Growing tropical-looking plants in the Phoenix, Arizona area. With a wiener dog.

February 26, 2017

Choosing flowers based on attractive foliage

Choosing flowers, or any plant, based entirely on the bloom is a serious mistake. That's because plants aren't in bloom all of the time. Most of the time you're looking at their foliage. And that's why you should choose flowers based on foliage that's attractive to you.

There's an old saying with gardeners that blooms come and go, but the foliage is always there. And that's what you're gonna be looking at mostly. Yes, when your flowers bloom, you'll go take a closeup photo of the flower, and the foliage will be less important to the composition of the photo, but in real life, you're gonna see foliage. It's part of the reason that so many people are disappointed with the flowers that they plant in their garden. But I have a solution.

When you look at a flowering plant, look at the foliage first. Ask yourself what the plant would look like without any flowers? Would it just look like a stray weed? There are a lot of flowers that look great when flowering but look just awful any other time. And all that matters is what it looks like to you - if it looks like a weed to you, then you won't want to see it in your garden.

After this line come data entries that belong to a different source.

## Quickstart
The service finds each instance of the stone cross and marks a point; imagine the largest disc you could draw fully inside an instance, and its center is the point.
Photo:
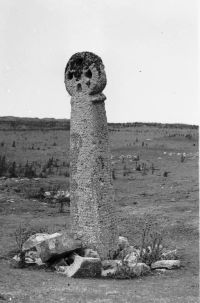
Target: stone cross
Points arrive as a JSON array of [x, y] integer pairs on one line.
[[91, 193]]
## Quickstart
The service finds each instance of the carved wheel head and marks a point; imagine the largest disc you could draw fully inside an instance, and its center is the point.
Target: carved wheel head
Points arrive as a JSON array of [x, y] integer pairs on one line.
[[85, 74]]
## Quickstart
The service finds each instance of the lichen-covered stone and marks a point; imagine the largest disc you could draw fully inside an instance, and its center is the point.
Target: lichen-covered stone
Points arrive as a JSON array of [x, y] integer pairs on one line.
[[91, 193], [84, 74]]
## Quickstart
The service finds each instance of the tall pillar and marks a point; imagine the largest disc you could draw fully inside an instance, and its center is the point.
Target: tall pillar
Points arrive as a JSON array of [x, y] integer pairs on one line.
[[91, 192]]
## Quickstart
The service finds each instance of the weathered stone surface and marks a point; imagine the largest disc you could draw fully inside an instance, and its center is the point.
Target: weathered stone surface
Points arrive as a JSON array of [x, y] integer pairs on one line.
[[168, 264], [90, 253], [57, 246], [30, 257], [51, 246], [91, 192], [36, 239], [82, 267]]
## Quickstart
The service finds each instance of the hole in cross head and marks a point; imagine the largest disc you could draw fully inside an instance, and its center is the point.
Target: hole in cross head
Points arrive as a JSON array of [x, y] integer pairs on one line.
[[88, 73], [79, 87], [88, 83], [69, 76]]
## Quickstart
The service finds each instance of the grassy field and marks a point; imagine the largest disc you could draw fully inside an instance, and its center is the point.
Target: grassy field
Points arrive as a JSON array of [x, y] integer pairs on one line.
[[155, 175]]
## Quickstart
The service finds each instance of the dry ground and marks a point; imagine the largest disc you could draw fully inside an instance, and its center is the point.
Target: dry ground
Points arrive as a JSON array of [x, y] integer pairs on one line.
[[171, 202]]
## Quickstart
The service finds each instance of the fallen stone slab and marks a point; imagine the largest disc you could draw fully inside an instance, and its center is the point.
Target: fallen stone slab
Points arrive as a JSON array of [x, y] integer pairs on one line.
[[168, 264], [36, 239], [52, 246], [30, 257], [82, 267]]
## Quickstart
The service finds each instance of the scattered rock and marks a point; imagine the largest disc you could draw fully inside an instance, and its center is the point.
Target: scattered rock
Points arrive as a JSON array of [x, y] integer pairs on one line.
[[32, 257], [140, 269], [161, 270], [110, 264], [168, 264], [132, 258], [59, 262], [122, 243], [169, 255], [127, 251], [82, 267], [89, 253], [111, 272]]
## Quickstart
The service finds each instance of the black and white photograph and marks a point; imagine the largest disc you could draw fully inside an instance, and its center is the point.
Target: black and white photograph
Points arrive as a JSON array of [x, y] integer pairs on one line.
[[99, 151]]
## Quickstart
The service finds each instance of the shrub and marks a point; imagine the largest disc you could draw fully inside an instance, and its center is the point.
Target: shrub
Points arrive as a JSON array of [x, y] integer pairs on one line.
[[151, 243], [22, 233]]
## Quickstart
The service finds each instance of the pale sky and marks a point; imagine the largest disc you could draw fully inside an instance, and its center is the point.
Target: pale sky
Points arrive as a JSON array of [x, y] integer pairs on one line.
[[149, 49]]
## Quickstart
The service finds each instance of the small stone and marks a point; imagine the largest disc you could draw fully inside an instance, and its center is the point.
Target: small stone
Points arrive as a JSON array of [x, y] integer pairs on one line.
[[111, 272], [132, 258], [110, 264], [122, 242], [127, 251], [32, 257], [168, 264], [90, 253], [169, 255], [140, 269], [161, 270], [82, 267], [60, 262]]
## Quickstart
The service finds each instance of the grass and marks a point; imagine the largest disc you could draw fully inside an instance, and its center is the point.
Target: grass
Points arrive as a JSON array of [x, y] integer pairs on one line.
[[171, 202]]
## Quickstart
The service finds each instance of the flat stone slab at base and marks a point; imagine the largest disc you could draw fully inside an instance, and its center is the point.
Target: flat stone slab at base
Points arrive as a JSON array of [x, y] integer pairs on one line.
[[52, 246], [36, 239], [168, 264], [82, 267]]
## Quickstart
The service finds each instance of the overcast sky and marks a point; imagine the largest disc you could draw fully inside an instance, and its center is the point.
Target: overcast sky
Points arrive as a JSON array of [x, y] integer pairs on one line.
[[149, 49]]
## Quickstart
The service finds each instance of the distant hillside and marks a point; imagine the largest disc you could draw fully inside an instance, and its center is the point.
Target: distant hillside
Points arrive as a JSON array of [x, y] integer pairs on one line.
[[17, 123]]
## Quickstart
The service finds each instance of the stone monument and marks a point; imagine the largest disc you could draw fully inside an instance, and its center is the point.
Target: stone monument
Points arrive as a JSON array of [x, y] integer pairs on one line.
[[91, 193]]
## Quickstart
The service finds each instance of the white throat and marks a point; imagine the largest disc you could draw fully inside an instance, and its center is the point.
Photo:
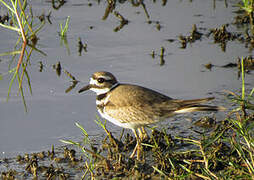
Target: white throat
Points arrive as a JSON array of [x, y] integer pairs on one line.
[[100, 91]]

This season I planted daffodils, iris, and geraniums. The daffodils are the big King Alfred variety, with the thick blue-green foliage, which looks good to me even without flowers. The geraniums, I'll admit, look a little weedy to me, so I'm anxious for blooms. The iris foliage is beautiful even without flowers. I especially like the way that it catches the light in the morning.

By the way, even the aloes back there bloom. The blooms last about a month, and the rest of the year I enjoy the shape of the plant - the foliage.

I hope this helps. If you're apologizing that your garden doesn't look like much, and people should come back when the flowers are in bloom, you've made a mistake. Choose attractive foliage.